O ovo da serpente foi chocado sem resistência e hoje o país se depara com uma imensa parcela da população totalmente cegada pelo que chamam de “ameaça comunista”. Nessa semana um grupo de pessoas entrou em uma atividade promovida pela Conferência Nacional dos Bispos do Brasil, da igreja católica, atacando os religiosos e insistindo de que a igreja é comunista e que eles não permitirão mais isso. No ato, viam-se pessoas totalmente alucinadas, gritando “fora PT”, acusando o partido de comunista, coisa que jamais foi.

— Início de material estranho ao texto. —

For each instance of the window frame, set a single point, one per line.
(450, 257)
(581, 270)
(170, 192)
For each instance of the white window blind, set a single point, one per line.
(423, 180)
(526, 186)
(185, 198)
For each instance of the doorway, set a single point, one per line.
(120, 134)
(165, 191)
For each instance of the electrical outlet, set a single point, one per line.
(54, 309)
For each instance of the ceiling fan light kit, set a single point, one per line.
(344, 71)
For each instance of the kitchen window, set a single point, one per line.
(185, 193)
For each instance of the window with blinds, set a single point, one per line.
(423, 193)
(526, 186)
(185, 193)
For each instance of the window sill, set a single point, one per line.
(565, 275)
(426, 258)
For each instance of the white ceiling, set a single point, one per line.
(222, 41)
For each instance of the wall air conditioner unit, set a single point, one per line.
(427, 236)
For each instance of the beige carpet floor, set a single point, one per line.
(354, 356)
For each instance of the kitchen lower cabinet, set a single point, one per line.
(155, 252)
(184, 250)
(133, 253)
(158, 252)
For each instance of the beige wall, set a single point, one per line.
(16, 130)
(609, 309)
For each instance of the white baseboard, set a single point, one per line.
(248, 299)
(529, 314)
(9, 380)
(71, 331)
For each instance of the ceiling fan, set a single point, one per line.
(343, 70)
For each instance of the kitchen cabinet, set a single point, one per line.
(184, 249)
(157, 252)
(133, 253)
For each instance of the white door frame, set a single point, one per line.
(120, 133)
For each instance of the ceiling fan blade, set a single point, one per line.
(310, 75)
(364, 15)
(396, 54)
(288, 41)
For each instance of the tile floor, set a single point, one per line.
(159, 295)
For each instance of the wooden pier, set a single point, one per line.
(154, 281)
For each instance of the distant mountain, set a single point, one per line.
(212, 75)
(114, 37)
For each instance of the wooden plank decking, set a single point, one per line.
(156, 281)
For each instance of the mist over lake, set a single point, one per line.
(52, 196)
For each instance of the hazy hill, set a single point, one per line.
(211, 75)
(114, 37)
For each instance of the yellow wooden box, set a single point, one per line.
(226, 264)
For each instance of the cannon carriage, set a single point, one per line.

O trabalho criminoso de manufatura de uma verdade inexistente promovido pelos parceiros do candidato Bolsonaro jogará o Brasil num caldeirão ultraconservador, no qual pessoas ditas de bem perseguirão e destruirão pessoas e instituições que acreditam ser “comunistas”, fazendo com que o país volte 40 anos, como insiste em dizer o candidato do PSL. Eles querem e sonham com um passado o qual, segundo creem, era de paz e prosperidade. O que eles não sabem é que não era assim. Mas, ninguém que está na bolha quer saber de história ou de verdades. Eles já têm as suas, ainda que fabricadas, e não acreditam em ninguém que queira desvelá-las. Mesmo um fato incontestável, com provas e tudo, como a corrupção deslavada na campanha, não encontra eco. Tudo o que resta são convicções, como ensinaram os jovens juízes brasileiros no passado recente quando iniciaram a caçada a Lula.
O Brasil vai ao abismo e com ele pode arrastar toda a América Latina.
Ainda tem tempo para barrar, mesmo que pareça difícil. Há que trabalhar.